Attendu que les pharmaciens de Liège viennent de recevoir l’avertissement-extrait de rôle relatif à la taxe sur les enseignes, le cumul édicté par le règlement-taxe les plaçant généralement au-delà des 2m² exonérés ;
Considérant le caractère de santé publique et de sécurité de l’enseigne de pharmacie ;
Considérant au demeurant que le règlement adopté par la Ville de Liège semble violer les prescriptions de la Circulaire du 29 septembre 2011.

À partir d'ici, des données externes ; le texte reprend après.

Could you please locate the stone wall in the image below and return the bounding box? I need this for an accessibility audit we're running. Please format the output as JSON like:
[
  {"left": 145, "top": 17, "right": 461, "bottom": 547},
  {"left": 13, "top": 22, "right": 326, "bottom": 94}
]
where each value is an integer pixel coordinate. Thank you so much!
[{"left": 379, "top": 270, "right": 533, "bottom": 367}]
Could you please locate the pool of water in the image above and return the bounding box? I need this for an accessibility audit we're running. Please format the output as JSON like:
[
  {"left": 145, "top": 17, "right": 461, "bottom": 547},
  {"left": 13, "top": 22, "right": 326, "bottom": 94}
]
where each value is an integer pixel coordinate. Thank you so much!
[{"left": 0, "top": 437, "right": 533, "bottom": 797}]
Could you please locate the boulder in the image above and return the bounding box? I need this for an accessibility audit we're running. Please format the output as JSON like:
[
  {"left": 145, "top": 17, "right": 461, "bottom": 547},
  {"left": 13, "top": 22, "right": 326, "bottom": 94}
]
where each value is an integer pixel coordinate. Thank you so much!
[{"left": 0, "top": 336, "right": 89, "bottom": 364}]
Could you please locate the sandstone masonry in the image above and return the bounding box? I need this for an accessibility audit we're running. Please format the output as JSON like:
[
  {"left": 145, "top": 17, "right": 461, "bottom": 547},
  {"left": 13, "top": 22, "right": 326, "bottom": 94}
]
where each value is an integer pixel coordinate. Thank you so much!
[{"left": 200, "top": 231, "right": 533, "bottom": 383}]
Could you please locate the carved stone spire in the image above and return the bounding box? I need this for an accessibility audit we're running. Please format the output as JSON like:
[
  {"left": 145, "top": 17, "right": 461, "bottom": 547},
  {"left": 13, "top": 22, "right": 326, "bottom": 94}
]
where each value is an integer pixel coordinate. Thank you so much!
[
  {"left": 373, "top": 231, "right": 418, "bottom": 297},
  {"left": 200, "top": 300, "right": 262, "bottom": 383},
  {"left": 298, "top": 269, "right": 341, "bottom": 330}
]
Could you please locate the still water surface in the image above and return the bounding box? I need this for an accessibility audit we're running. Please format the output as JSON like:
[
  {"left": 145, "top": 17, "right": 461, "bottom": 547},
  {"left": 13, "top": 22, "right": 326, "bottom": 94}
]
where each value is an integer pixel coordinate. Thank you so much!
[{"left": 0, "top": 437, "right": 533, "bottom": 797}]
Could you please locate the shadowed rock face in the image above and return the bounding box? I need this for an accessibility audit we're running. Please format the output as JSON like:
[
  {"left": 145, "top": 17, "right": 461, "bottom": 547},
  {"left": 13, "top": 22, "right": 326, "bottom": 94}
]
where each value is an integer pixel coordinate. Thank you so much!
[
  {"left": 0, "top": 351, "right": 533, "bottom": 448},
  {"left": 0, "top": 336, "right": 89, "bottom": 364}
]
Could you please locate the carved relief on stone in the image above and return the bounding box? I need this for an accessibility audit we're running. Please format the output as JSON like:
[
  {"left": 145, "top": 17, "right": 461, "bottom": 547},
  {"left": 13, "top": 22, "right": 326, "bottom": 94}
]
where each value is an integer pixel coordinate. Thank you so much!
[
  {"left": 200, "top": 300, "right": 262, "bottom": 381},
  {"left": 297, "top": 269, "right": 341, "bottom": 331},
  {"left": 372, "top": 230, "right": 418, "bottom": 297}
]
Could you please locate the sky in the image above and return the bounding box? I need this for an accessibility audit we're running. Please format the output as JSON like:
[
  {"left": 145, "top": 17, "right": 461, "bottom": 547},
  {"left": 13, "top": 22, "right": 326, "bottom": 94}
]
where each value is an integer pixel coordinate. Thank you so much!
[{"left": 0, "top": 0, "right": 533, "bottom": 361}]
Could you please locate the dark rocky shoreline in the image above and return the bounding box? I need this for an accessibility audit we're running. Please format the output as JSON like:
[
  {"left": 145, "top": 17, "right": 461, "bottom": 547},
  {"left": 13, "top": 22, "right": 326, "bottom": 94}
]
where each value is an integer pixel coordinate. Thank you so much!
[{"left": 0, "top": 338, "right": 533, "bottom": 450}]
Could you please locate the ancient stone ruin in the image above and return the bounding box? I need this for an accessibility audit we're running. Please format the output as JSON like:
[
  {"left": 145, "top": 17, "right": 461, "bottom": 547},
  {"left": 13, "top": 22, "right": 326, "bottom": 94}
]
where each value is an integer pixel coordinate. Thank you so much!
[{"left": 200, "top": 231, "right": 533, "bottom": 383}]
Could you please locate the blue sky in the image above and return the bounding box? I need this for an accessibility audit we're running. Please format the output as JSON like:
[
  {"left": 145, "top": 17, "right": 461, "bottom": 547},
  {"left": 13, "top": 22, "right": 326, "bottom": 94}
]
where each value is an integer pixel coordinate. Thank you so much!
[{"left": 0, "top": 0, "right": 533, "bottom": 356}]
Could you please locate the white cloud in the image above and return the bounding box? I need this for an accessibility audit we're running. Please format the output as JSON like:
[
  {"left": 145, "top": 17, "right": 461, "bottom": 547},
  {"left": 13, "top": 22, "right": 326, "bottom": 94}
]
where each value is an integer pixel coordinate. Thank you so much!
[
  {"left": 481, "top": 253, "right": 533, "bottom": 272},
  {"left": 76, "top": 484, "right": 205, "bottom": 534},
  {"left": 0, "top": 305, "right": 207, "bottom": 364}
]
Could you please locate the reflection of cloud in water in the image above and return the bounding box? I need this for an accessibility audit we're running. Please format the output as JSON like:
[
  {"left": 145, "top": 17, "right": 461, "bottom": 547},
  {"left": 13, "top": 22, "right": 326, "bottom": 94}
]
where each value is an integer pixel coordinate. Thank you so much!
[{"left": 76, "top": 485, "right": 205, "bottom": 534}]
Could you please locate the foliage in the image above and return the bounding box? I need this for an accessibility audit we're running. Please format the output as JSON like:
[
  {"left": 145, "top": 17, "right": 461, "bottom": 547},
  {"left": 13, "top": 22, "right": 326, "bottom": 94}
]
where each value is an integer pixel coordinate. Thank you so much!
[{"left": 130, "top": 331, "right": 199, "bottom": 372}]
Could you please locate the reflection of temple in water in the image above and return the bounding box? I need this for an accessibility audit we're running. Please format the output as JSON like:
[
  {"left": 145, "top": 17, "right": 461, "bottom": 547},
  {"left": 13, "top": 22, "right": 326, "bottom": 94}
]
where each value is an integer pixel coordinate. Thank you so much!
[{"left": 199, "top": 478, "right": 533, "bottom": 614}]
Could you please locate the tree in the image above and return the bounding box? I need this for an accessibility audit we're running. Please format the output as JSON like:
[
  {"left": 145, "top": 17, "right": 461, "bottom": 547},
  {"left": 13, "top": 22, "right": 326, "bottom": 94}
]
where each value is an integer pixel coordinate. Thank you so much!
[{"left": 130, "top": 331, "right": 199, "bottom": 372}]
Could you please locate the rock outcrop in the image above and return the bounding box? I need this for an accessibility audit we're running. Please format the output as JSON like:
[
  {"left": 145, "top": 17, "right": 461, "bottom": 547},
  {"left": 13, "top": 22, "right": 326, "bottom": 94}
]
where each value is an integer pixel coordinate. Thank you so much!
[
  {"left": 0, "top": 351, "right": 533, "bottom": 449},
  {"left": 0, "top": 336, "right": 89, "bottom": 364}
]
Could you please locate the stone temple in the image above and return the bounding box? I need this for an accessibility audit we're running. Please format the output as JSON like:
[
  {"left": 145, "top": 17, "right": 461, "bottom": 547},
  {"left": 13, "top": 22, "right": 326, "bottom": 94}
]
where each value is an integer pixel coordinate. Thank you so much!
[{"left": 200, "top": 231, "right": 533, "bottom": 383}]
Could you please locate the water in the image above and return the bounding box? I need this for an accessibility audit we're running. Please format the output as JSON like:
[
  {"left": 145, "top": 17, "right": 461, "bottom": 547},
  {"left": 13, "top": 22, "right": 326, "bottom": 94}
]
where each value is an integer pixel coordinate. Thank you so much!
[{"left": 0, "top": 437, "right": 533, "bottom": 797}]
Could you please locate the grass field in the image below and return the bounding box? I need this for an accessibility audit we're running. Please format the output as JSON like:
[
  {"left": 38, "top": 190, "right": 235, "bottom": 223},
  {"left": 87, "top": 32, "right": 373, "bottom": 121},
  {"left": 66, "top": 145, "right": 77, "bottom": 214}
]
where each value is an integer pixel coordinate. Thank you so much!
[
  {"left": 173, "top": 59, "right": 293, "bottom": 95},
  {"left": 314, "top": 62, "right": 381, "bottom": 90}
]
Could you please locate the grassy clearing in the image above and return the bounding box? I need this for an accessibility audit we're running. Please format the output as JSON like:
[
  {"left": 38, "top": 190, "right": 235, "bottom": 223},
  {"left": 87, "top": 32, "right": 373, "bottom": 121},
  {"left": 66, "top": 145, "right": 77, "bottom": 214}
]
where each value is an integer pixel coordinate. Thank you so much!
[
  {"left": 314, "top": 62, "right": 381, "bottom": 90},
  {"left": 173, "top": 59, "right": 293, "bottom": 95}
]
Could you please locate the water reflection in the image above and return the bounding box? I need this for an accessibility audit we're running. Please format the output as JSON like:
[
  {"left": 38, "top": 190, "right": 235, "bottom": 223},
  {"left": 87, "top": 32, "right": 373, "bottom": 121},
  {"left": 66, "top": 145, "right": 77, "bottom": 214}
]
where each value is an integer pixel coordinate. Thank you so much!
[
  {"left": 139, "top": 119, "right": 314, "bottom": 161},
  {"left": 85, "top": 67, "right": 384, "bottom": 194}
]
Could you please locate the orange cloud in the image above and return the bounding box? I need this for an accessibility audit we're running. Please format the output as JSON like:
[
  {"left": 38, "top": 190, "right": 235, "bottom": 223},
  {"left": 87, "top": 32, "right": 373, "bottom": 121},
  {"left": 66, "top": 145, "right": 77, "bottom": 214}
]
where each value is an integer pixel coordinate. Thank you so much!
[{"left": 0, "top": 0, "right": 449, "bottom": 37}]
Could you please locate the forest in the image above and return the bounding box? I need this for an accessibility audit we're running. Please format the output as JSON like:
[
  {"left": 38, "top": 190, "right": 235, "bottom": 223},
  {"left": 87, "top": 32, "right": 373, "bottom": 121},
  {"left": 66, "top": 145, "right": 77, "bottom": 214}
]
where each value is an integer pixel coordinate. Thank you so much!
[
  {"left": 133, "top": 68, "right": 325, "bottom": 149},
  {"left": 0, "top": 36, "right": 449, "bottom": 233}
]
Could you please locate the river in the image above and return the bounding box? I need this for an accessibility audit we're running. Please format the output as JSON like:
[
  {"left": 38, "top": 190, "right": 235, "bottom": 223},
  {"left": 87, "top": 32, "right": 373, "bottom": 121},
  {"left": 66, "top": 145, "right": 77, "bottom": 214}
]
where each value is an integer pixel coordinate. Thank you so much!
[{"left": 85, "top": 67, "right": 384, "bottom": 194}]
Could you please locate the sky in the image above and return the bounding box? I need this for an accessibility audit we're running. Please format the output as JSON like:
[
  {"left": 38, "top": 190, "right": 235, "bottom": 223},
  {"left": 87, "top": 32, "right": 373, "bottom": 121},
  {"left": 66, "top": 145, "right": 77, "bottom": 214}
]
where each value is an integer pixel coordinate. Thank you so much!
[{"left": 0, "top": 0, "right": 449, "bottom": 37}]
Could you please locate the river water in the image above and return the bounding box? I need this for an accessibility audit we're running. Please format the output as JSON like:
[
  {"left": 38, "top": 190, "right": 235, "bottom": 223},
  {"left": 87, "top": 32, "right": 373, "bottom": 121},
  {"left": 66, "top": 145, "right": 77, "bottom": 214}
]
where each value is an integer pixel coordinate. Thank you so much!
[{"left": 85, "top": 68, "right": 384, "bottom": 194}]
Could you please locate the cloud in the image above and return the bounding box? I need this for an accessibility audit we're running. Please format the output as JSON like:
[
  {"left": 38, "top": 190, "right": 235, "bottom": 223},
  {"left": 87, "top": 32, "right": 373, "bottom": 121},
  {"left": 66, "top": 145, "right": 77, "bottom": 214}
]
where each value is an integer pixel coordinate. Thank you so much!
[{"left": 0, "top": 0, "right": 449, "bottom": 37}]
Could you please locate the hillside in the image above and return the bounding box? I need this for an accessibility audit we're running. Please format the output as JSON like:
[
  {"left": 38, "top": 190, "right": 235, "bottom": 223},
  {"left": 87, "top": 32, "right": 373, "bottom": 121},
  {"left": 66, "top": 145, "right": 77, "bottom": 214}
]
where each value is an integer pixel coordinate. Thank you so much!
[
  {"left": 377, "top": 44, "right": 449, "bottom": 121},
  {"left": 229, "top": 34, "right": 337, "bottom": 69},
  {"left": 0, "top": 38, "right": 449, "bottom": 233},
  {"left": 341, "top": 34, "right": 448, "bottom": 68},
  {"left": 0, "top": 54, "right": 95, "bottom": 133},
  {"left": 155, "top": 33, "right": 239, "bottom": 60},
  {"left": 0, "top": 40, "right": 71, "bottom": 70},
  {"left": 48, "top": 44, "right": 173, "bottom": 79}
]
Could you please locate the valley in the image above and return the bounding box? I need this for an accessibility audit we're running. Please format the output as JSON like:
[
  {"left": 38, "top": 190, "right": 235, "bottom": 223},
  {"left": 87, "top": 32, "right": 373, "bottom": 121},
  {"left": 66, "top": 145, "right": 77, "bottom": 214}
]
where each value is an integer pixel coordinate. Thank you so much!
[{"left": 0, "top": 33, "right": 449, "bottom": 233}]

Il est proposé d’adopter ce qui suit :
A titre principal :
L’article 3 du règlement relatif à la taxe sur les enseignes est modifié comme suit : « ne tombe pas sous l’application du règlement l’indication prescrite par les lois, arrêtés et règlements en vigueur ne dépassant pas deux mètres carrés » ;
A titre subsidiaire :
L’article 2, 1° du règlement relatif à la taxe sur les enseignes modifié pour la dernière fois le 1er février 2011, qui définit l’« enseigne » est complété comme suit :
Comme l’inscription visible de la voie publique qui constitue le signe distinctif « nom », « firme », « raison sociale », etc., de l’établissement,
- (…)
- sauf si celle-ci est de nature à renseigner qu’audit lieu s’exercent des activités à caractère lucratif liées à la santé (pharmacie, etc.)